An opportunity—the conspirators
His first meeting with Waller came about, it seemed at the time, by chance, when they found themselves in the same inn, one journeying north, the other south. Waller introduced himself, expounding in the most gratifying manner on HM’s achievements and innovations, before progressing to the opportunities in that county. This was a new world for the new century now beginning, Waller said, a second Eden, a vast, untilled garden of minerals waiting to be cultivated by a man of wisdom and experience, a man of energy and insight, a man with the genius to raise the necessary capital.
     It was a barbarous region, the natives without schooling, without speech almost, clothed in rags. The land was rock and fen and bog, not worth enclosing. The rain fell unceasingly, turning gullies to streams and streams to rivers, making marsh of every flat place.
     Yet here thrifty nature had chosen to lay up her stores of silver and copper and lead, stacked and sealed and ready for use.
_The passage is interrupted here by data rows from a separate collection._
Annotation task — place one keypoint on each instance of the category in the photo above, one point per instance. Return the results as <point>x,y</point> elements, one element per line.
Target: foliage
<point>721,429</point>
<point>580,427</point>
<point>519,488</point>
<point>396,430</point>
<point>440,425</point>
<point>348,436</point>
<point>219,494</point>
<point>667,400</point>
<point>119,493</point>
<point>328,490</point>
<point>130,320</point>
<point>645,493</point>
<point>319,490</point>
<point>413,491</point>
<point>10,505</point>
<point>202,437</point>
     The numbers were beguiling. In the great mine that Waller compared to Potosí, the sun vein was eleven-foot wide, with seven foot six inches in ore, yielding more than fifty ounces of silver to the ton. The east vein was four-foot wide at its narrowest, and in places eight foot in solid ore. The bog vein, of potter’s ore, was four-foot wide. There were further veins, each at least a yard wide, of silver lead, green copper (three tons of copper to every twenty of ore), and brown copper (five tons to every twenty).
     And that was but one mine of more than a score available for leasing.
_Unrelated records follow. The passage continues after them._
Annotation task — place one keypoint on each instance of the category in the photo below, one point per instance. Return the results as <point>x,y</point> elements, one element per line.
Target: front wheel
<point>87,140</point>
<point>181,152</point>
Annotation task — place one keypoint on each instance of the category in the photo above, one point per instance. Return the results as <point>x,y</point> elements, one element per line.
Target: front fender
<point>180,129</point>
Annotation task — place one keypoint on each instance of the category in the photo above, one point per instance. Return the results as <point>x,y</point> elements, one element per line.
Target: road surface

     Waller had calculated that in the first year, having drained the water from the main veins, fifty miners would raise one thousand tons. By the fifth year, eight hundred miners would raise sixteen thousand tons. The washed ore was merchandisable at 3s. and 7d. a ton. After subtracting the cost of bone ash, casks, candles, buckets, storage, and the mending of bellows, the lessees would clear an annual profit of £171,970 9s. 9d.

HM brought in his cousin and a number of other gentlemen with whom he had done business, and the Company of Mine Adventurers was formed. Like conspirators of less worthy causes, they exchanged letters and documents, met in inns and private rooms, the flames lighting their faces as they plotted ways to fund their enterprise.
     “A prospectus,” one would say, “advertising the benefits to the investor and to the nation.”
     “Stating the portion to be set aside for charitable uses,” another would add.
     “A plan of the mines.”
     “Accounts to show their future value.”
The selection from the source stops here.